RESPONSE: We fully agree that, given the divergent findings across cohorts and the shared KNHIS data infrastructure, the conclusions should avoid any implication of causality and instead emphasize the population-specific and context-dependent nature of the observed associations.
Accordingly, we have revised the Abstract conclusion, the Simple Summary, and the “Conclusions and Future Directions” section to adopt a more balanced interpretation. The updated text now refers to a “possible” or “context-dependent” association rather than an “independent risk factor” and explicitly notes that effect direction varies by population.
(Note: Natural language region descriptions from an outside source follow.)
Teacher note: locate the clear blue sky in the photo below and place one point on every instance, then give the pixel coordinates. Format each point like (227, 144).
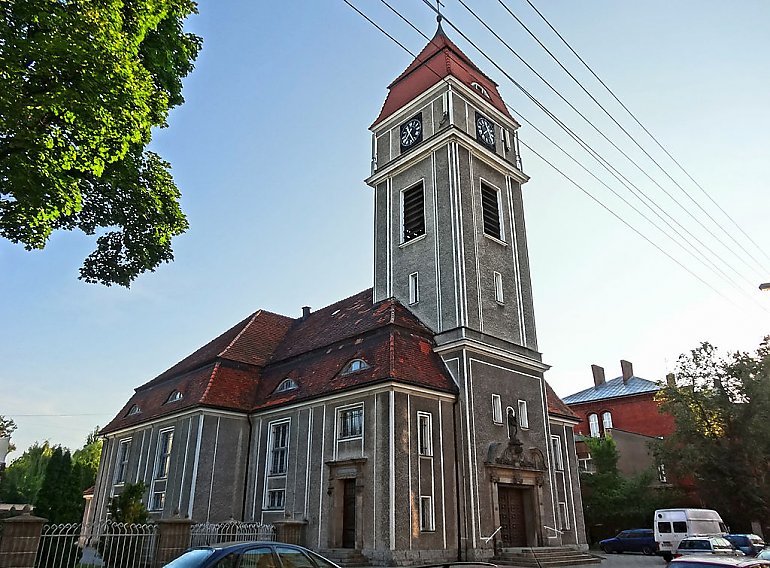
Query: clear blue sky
(271, 149)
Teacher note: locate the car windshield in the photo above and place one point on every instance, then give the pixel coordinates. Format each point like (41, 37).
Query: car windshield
(191, 558)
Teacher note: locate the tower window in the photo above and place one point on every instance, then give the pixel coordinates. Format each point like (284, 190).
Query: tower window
(497, 409)
(414, 212)
(498, 288)
(414, 289)
(491, 209)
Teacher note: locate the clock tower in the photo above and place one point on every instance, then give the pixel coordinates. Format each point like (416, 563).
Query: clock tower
(449, 225)
(450, 243)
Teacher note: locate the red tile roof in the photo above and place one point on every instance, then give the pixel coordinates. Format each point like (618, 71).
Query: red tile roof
(556, 406)
(241, 369)
(439, 59)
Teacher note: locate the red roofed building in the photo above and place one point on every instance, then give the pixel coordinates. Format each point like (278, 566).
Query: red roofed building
(410, 422)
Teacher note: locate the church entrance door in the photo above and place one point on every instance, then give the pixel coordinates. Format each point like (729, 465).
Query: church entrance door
(512, 521)
(349, 514)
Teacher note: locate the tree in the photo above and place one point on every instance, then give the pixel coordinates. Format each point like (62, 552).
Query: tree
(612, 502)
(60, 500)
(22, 479)
(85, 461)
(82, 84)
(7, 427)
(721, 406)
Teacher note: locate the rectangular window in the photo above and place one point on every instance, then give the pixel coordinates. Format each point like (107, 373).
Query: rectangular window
(165, 441)
(424, 434)
(499, 288)
(279, 448)
(414, 288)
(523, 418)
(563, 518)
(497, 409)
(158, 501)
(275, 499)
(491, 209)
(558, 461)
(121, 467)
(426, 514)
(413, 212)
(350, 423)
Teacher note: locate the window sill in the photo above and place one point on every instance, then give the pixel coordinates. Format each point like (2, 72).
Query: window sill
(495, 240)
(414, 240)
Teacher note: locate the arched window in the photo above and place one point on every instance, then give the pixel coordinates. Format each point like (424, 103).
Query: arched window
(354, 365)
(173, 397)
(593, 425)
(286, 385)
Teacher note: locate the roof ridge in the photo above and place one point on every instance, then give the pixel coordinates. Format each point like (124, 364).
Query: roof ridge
(240, 333)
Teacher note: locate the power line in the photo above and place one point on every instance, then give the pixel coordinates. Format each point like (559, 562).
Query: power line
(663, 148)
(578, 139)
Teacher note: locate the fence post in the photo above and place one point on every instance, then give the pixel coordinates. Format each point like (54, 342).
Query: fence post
(173, 539)
(20, 540)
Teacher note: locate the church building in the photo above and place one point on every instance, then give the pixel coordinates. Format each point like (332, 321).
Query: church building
(410, 422)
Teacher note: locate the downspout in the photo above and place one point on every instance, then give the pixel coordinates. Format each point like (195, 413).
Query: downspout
(457, 480)
(246, 477)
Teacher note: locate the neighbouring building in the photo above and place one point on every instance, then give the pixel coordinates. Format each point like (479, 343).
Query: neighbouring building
(626, 407)
(410, 421)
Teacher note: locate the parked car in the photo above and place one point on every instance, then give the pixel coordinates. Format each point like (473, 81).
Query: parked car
(672, 525)
(632, 540)
(749, 544)
(706, 545)
(717, 561)
(254, 554)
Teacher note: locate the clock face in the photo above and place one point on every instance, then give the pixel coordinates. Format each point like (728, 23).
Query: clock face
(411, 132)
(485, 131)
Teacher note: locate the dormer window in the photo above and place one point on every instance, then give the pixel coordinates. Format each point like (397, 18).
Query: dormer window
(480, 89)
(173, 397)
(354, 366)
(287, 385)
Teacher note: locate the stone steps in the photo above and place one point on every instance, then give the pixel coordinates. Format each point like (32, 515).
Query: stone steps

We also added wording that clarifies the strength of evidence as limited and population-specific, consistent with the discordant results from the UK Biobank and SEER-Medicare datasets.
- The Methods note overlapping cohorts would be handled by retaining the most comprehensive or methodologically sound study and, when addressing different questions, interpreting narratively. Please apply that rule transparently to KNHIS: specify precisely why all three KNHIS studies were retained and add a sensitivity statement acknowledging that “treating KNHIS as multiple studies may overweight one data source.
RESPONSE: Good point, We have now applied this rule explicitly to the KNHIS analyses and clarified our rationale for retaining all three studies. As described in the revised Results section (Lines 186-214), each KNHIS study addressed a distinct analytic question baseline MetS status, longitudinal change in MetS, or composite HNC with site-specific subanalyses yielding non-identical risk sets and estimands.
To maintain transparency, we also included a statement acknowledging that the KNHIS analyses share a common data infrastructure and that treating them as separate reports may overweight a single registry source. For this reason, the KNHIS findings were interpreted qualitatively rather than pooled quantitatively, and were contextualized alongside independent datasets (UK Biobank and SEER–Medicare) to avoid inflating any single signal.
Miscellaneous improvements
1.Figure quality and formatting:
All figures were reviewed and reformatted for consistency. During the revision process, three figures were identified as lower resolution (Figure 1, Figure 2 and Figure 4) and have now been upgraded to high-quality, publication-ready versions.
- Refinement of key sections:
The Abstract, Results, Discussion, and Conclusions were refined to improve clarity, coherence, and precision. Overlapping or repetitive content was removed. - Improved wording in conclusion and future directions.
- The Introduction was restructured to enhance conceptual coherence
Thank You.
Round 2
Reviewer 2 Report
Comments and Suggestions for AuthorsThank you for point-by-point responses.
The study improved after the correction of several points.